To give a flavour of the views of the accountancy profession, when probed on the matter, a spokesman for Ernst and Young commented that there are more sellers of tax losses than buyers, so the shares are not easy to sell. He would not be drawn on the ethics of selling tax loss, but insisted that it was in the best interests of all parties. He said:

There will be some very interesting and testing grey areas in what is arguably one of the sexier parts of this Finance Bill.

On the question of savings, I want simply to reinforce the comments that have been made. At a time when individuals' endowment policies are under great pressure, and their pension funds are not yielding the expected amounts, the time was not right for the Government to cut back on individual savings account allowances. They should have looked at more coherent methods of promoting savings, to enable people at least to try to make up for some of the losses that they are suffering on their endowments.

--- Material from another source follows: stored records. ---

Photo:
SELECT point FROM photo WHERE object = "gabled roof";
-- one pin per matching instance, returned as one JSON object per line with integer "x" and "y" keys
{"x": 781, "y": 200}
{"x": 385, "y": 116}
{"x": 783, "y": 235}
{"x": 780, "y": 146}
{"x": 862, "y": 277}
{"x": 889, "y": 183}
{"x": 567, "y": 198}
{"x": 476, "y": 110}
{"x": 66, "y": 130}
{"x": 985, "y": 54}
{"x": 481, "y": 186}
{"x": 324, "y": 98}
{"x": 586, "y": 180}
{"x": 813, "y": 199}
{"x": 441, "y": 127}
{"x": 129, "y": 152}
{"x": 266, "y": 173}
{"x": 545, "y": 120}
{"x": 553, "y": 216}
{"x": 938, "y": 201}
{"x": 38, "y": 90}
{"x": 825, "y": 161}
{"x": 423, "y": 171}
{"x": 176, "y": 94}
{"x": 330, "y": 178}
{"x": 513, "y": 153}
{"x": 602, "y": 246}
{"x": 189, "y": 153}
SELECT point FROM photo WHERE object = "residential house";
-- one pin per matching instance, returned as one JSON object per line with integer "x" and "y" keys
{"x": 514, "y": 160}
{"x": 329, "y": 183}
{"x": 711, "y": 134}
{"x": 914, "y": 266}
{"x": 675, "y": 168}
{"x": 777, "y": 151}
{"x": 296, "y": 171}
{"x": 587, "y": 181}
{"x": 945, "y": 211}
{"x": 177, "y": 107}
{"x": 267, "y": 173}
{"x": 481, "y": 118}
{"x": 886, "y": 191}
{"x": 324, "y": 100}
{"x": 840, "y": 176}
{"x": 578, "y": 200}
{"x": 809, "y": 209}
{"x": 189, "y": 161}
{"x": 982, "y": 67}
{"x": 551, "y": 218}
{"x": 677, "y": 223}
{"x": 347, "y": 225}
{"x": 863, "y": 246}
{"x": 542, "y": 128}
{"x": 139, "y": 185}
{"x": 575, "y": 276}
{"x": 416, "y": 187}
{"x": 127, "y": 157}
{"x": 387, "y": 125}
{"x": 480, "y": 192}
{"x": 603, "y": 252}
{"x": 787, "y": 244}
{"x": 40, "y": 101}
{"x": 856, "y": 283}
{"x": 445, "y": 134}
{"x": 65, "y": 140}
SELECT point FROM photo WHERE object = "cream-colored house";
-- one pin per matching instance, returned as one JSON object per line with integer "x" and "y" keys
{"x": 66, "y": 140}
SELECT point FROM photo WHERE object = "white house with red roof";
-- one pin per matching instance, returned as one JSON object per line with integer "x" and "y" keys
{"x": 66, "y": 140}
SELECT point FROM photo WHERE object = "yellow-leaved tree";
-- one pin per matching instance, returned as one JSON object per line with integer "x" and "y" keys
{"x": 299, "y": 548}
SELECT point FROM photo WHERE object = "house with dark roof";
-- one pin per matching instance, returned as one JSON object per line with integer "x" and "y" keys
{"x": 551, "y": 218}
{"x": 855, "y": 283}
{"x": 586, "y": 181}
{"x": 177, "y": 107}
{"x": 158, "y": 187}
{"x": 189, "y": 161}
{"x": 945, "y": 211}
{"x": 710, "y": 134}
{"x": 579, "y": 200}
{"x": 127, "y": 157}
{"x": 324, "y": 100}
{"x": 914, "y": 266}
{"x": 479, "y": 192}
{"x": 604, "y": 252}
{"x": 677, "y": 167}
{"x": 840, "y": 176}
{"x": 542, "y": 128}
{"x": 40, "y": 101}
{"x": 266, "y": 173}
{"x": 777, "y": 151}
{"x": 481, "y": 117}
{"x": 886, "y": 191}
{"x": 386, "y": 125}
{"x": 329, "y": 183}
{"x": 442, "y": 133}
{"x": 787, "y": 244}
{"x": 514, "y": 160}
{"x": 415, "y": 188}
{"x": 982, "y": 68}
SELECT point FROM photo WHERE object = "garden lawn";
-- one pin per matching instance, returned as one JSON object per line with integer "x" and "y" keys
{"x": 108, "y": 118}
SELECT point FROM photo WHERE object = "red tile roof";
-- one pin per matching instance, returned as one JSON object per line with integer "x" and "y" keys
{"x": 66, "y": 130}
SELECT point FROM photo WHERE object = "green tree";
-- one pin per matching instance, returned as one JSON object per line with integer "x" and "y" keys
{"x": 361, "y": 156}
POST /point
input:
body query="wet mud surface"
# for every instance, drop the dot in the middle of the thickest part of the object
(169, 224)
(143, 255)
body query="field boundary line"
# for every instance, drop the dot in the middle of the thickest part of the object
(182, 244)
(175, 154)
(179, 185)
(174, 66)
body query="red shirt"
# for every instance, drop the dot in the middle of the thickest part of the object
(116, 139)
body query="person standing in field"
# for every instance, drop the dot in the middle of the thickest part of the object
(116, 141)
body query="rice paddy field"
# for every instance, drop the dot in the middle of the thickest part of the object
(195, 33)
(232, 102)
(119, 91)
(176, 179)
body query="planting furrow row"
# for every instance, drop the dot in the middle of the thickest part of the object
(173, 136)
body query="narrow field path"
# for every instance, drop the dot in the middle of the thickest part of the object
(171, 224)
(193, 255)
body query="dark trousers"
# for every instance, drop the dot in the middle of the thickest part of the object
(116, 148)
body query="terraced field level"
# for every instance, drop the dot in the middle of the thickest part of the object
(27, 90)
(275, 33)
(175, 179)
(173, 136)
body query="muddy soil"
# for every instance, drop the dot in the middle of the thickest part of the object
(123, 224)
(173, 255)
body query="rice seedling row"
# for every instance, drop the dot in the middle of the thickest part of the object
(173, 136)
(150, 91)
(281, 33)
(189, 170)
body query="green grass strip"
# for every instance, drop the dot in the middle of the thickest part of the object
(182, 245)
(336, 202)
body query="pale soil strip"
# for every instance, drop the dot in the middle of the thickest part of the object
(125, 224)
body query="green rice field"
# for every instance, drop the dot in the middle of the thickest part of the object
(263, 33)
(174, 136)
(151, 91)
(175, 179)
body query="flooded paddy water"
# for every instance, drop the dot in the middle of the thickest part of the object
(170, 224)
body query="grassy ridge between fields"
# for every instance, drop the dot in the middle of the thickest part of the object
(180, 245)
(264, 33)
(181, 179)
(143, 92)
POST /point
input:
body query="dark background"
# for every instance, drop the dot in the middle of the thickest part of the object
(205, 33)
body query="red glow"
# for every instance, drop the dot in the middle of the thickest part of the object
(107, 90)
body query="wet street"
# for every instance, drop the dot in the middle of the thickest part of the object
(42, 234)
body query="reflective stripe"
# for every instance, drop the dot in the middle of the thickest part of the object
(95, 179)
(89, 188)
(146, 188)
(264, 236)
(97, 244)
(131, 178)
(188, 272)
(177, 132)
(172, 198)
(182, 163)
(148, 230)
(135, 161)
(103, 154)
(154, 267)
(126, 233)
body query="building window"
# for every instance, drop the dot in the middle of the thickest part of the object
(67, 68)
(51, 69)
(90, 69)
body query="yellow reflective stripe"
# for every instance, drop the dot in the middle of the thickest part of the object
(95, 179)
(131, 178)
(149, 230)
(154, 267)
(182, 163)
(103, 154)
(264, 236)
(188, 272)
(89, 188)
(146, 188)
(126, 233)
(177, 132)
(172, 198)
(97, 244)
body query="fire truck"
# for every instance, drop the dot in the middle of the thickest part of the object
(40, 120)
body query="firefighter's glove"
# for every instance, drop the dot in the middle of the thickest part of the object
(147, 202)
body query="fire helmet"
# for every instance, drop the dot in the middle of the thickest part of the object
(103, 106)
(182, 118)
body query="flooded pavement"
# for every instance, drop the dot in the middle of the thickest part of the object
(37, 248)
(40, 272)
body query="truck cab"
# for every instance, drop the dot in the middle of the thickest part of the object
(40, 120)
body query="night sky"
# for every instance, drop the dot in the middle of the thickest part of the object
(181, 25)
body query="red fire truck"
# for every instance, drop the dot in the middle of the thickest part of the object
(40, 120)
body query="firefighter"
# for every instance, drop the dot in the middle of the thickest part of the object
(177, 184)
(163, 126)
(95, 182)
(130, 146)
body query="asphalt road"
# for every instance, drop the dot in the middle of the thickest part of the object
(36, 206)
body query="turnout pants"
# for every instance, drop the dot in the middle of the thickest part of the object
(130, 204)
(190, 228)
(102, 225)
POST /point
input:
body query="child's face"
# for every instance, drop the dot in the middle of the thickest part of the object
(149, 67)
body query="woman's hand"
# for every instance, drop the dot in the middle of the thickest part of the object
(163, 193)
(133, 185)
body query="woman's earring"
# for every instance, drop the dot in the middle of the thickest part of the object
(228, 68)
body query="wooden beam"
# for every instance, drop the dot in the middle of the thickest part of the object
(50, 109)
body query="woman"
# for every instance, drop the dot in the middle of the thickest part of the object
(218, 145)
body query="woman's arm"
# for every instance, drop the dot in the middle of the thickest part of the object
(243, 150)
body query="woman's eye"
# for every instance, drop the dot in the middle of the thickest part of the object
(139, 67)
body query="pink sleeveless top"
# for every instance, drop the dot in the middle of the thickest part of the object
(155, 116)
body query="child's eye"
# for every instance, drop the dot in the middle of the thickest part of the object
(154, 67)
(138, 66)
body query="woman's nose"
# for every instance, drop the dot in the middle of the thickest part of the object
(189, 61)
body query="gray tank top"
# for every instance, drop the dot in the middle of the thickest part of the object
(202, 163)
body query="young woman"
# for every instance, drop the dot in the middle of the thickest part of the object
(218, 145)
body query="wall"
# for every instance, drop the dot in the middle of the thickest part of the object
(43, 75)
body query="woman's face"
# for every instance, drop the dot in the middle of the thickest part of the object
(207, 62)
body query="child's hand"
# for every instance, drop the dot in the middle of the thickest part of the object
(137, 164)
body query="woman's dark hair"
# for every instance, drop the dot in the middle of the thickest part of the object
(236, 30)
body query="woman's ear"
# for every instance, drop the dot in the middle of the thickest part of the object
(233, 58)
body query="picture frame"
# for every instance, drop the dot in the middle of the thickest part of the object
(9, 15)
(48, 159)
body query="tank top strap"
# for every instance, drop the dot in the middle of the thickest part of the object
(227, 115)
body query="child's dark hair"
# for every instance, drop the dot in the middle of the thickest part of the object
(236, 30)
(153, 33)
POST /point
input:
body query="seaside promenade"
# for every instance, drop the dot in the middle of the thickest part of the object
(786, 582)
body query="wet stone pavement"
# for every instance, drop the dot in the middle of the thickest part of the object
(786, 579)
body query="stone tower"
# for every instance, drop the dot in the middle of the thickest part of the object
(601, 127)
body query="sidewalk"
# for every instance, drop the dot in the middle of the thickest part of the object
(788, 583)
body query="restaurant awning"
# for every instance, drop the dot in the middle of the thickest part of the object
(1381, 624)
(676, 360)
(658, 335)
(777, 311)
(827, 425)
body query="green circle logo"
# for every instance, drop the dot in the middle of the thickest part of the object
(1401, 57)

I conclude with some observations on those two parts of the Finance Bill that deal with the Government's assault on small businesses. We heard the points made by my hon. Friend the Member for Arundel and South Downs (Mr. Flight) on the question of incorporation, and on the operation of section 660A. I shall not go into detail on those matters, but there is a stark contrast in relation to the example that I have just given. While the Government are seeking to deal with general tax avoidance, they ought on the other hand to encourage the retention of moneys in small business. However, with IR35, section 660A, and now other elements of the Finance Bill, they seem to be hammering hard on these small engine room businesses for the British economy. Why does that group seem to have been singled out for particular treatment, when a more considered review might have been the best way forward? Such people are the entrepreneurs of the future and the engine rooms of the service economy, yet they seem to be getting a bad deal in the Finance Bill.